Его беспокойство полностью рассеялось. Он больше не беспокоился о том, как он выглядит, правильно ли застегнут его пиджак, не оставил ли он крошки у себя во рту. Ему не нужно было одобрение Пенденниса. Ему вообще было безразлично одобрение этих юношей.

Истина этой встречи поразила его с такой ясностью, что он едва не рассмеялся вслух. Они не оценивали его на предмет членства. Они пытались произвести на него впечатление — и, произведя на него впечатление, продемонстрировать собственное превосходство, доказать, что быть Бабблером не так хорошо, как быть одним из друзей Элтона Пенденниса.

Но Робин не был впечатлен. Неужели это вершина оксфордского общества? Это? Ему было жаль их — этих мальчиков, которые считали себя эстетами, которые думали, что их жизнь настолько рафинирована, насколько может быть рафинированной жизнь экзаменуемого. Но им никогда не выгравировать слово в серебряном слитке и не почувствовать, как тяжесть его смысла отдается в их пальцах. Они никогда не изменят структуру мира, просто пожелав этого.

«Так вот чему вас учат в Бабеле?» Вулкомб выглядел слегка потрясенным. Никто, похоже, никогда не перечил Элтону Пенденнису.

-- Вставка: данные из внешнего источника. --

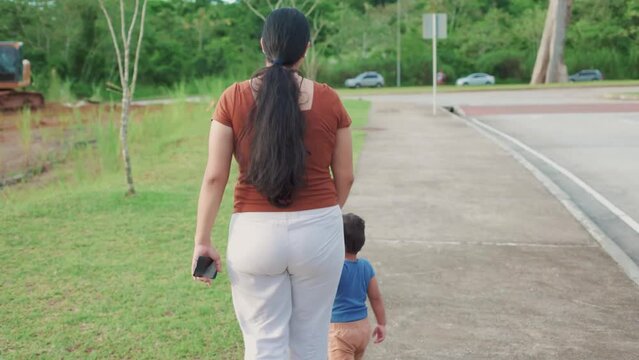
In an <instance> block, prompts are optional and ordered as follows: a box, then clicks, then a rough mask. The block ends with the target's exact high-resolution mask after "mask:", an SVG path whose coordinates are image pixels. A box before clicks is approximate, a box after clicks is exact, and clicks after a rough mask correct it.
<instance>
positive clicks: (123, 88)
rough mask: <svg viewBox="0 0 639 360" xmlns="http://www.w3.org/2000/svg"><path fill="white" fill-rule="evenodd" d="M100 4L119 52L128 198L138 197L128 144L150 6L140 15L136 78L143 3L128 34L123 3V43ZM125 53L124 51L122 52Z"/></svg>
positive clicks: (121, 118)
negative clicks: (130, 125) (133, 56)
mask: <svg viewBox="0 0 639 360" xmlns="http://www.w3.org/2000/svg"><path fill="white" fill-rule="evenodd" d="M99 1H100V8H101V9H102V12H103V13H104V17H105V18H106V21H107V25H108V27H109V32H110V33H111V39H112V40H113V47H114V49H115V56H116V60H117V64H118V72H119V74H120V85H121V87H122V110H121V111H122V114H121V117H120V143H121V146H122V158H123V160H124V172H125V175H126V182H127V186H128V191H127V194H128V195H133V194H135V187H134V186H133V174H132V169H131V158H130V157H129V146H128V141H127V133H128V126H129V115H130V105H131V99H132V98H133V94H134V93H135V83H136V81H137V77H138V60H139V59H140V48H141V47H142V37H143V36H144V17H145V15H146V2H147V0H144V3H143V4H142V11H141V14H140V26H139V31H138V41H137V45H136V47H135V58H134V59H133V75H132V76H129V74H130V70H131V37H132V35H133V30H134V29H135V25H136V22H137V19H138V11H139V8H140V6H139V5H140V1H139V0H135V8H134V10H133V17H132V18H131V23H130V24H129V29H128V32H126V31H125V24H126V19H125V16H124V14H125V12H124V0H120V30H121V34H120V35H121V39H120V40H118V36H117V35H116V33H115V29H114V28H113V22H112V21H111V16H110V15H109V12H108V11H107V9H106V7H105V6H104V0H99ZM120 49H122V51H121V50H120Z"/></svg>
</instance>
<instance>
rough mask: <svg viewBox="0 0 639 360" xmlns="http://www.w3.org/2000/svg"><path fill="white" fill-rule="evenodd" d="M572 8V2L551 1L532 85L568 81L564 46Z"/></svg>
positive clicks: (565, 1) (540, 44)
mask: <svg viewBox="0 0 639 360" xmlns="http://www.w3.org/2000/svg"><path fill="white" fill-rule="evenodd" d="M571 8H572V0H550V2H549V4H548V13H547V15H546V24H545V25H544V33H543V35H542V37H541V43H540V44H539V50H538V51H537V60H536V61H535V67H534V69H533V73H532V76H531V79H530V83H531V84H543V83H553V82H565V81H567V80H568V71H567V69H566V64H565V63H564V44H565V41H566V30H567V29H568V23H569V21H570V10H571Z"/></svg>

«Этому и еще кое-чему», — сказал Робин. Он чувствовал пьянящий прилив сил каждый раз, когда говорил. Эти мальчишки были ничтожествами; при желании он мог уничтожить их одним словом. Он мог вскочить на диван и швырнуть вино на шторы без всяких последствий, потому что ему просто было все равно. Этот прилив пьянящей уверенности был ему совершенно чужд, но чувствовал он себя очень хорошо. Конечно, истинная суть Бабеля — это обработка серебра. А все, что касается поэзии, — это всего лишь теория».

Он говорил, как на духу. Он имел лишь очень смутное представление о теории, лежащей в основе обработки серебра, но все, что он только что сказал, звучало хорошо, а играло еще лучше.

Ты занимался обработкой серебра? нажал Сен-Клу. Пенденнис бросил на него раздраженный взгляд, но Сен-Клауд продолжал. «Это сложно?»

Я еще только учусь основам», — сказал Робин. У нас два года курсовой работы, потом год стажировки на одном из этажей, а потом я буду гравировать слитки самостоятельно».

Можешь показать нам? спросил Пенденнис. «Могу ли я это сделать?»

«Это тебе не подойдет.»

Почему? спросил Пенденнис. «Я знаю латынь и греческий.»

«Ты не знаешь их достаточно хорошо, — сказал Робин. Ты должен жить и дышать языком, а не просто время от времени продираться сквозь текст. Ты видишь сны на других языках, кроме английского?

«А ты? Пенденнис выстрелил в ответ.

«Ну, конечно,» сказал Робин. В конце концов, я китаец.

В комнате снова воцарилась неопределенная тишина. Робин решил избавить их от страданий. Спасибо за приглашение, — сказал он, вставая. Но я должен отправиться в библиотеку».